A fine luglio il mondo delle rinnovabili è entrato nuovamente in un vortice discendente: in soli due mesi, o poco più, l’indice S&P Clean Energy ha perso il 30% del suo valore, portando la perdita dall’inizio dell’anno a -33%, paragonabile al grande ridimensionamento del 2021, quando lo stesso indice ha perso il 34%. Se però a gennaio di due anni fa le valutazioni erano eccessivamente alte, oggi paiono diametralmente opposte.
Il sentimento degli investitori si è incrinato col taglio di Fitch sul debito americano di inizio agosto, giustificato dall’elevata spesa pubblica dello Stato a stelle e strisce, il cui piano infrastrutturale comprende i noti 469 miliardi dell’Inflation Reduction Act (IRA) e i crediti per la trasformazione verde. Il sentimento negativo si è acutizzato a inizio settembre quando sono stati messi in discussione i progetti wind offshore sulla costa est, dopo una lotta tra compagnie costruttrici e l’amministrazione newyorkese: le prime a chiedere maggiori incentivi per supportare i progetti gravati dall’aumento dei costi dovuti all’inflazione, ai salari, all’aumento repentino dei tassi e ai ritardi legati alla catena di approvvigionamento, la seconda nel ribadire il rispetto dei contratti. La conseguenza è stata che non solo sono stati sospesi i lavori in US, ma anche l’asta successiva in UK, per progetti che dovevano sviluppare 4GW basati sulla stessa tecnologia, è andata deserta: un “disastro” per Ed Miliband, il principale candidato dell’opposizione inglese al ruolo di Ministro della Sicurezza Energetica.

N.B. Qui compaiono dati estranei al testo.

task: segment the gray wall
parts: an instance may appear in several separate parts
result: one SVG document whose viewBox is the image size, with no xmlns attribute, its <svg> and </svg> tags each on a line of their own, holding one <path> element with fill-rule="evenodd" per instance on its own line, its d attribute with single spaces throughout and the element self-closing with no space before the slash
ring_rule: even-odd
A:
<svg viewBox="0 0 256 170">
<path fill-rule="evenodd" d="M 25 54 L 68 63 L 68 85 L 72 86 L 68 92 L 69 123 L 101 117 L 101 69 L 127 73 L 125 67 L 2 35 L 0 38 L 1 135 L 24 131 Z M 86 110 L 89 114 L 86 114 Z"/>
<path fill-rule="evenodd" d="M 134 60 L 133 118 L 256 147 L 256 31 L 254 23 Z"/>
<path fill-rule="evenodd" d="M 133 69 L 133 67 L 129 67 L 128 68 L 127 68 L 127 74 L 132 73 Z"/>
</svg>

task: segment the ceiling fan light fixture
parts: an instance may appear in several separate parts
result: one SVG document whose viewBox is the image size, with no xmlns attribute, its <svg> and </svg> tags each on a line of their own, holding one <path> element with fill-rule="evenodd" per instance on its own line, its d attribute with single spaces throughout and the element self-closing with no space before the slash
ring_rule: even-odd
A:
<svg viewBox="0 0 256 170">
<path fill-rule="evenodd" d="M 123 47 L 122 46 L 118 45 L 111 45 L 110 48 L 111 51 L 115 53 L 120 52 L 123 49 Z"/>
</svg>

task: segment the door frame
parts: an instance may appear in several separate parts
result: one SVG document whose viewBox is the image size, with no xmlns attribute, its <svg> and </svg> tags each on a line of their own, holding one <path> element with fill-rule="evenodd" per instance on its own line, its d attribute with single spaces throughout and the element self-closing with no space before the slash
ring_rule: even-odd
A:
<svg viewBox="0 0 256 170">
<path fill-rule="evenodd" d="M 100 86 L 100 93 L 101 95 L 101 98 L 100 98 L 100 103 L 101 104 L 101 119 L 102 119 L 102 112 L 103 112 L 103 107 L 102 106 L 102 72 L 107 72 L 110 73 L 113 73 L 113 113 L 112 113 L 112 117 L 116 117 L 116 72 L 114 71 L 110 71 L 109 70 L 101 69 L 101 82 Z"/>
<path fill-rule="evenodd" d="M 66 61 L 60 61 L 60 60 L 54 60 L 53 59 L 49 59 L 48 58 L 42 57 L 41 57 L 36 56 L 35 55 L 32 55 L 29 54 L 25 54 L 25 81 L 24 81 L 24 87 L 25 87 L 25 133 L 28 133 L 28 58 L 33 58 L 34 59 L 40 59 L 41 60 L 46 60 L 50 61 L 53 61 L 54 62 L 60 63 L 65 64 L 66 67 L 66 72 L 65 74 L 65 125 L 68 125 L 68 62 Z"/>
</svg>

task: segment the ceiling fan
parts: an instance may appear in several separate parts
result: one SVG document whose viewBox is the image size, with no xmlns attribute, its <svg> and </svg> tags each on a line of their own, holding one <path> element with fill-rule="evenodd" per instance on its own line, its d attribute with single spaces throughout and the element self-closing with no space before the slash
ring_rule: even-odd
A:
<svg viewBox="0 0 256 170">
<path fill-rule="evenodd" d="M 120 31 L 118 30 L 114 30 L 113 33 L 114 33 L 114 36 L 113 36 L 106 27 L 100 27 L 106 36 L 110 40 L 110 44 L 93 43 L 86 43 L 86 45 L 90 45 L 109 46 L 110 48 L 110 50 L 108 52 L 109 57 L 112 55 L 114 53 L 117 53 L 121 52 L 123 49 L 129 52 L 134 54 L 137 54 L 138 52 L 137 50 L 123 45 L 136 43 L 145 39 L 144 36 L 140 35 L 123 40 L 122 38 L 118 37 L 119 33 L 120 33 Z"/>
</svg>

L’allarmismo degli investitori è stato tale che non solo hanno venduto le azioni legate alle società del wind offhore, ma, facendo di tutta l’erba un fascio, hanno venduto anche società legate al solare e all’idrogeno. Questo effetto però è spesso dovuto all’acquisto e alla vendita di ETF, come quelli presenti sullo S&P Clean Energy appunto, che al loro interno comprendono società legate a diverse tecnologie. Le vendite si sono spinte fino a creare delle inefficienze di mercato che spesso capitano, quando il panico dilaga. Facendo un esempio, la danese Orsted, leader mondiale tra gli sviluppatori di wind offshore, colpita maggiormente dalle vendite (anche perché gli altri attori sono società petrolifere come Equinor o BP le cui valutazioni sono sostenute dal prezzo del greggio), ha visto il suo prezzo di borsa scendere da più di 600 DKK a poco sopra i 300, valore che va rapportato ai 400 DKK con cui gli analisti prezzano la sola potenza installata dalla società; non stiamo parlando di progetti futuri o in costruzione, ma di progetti fatti e finiti.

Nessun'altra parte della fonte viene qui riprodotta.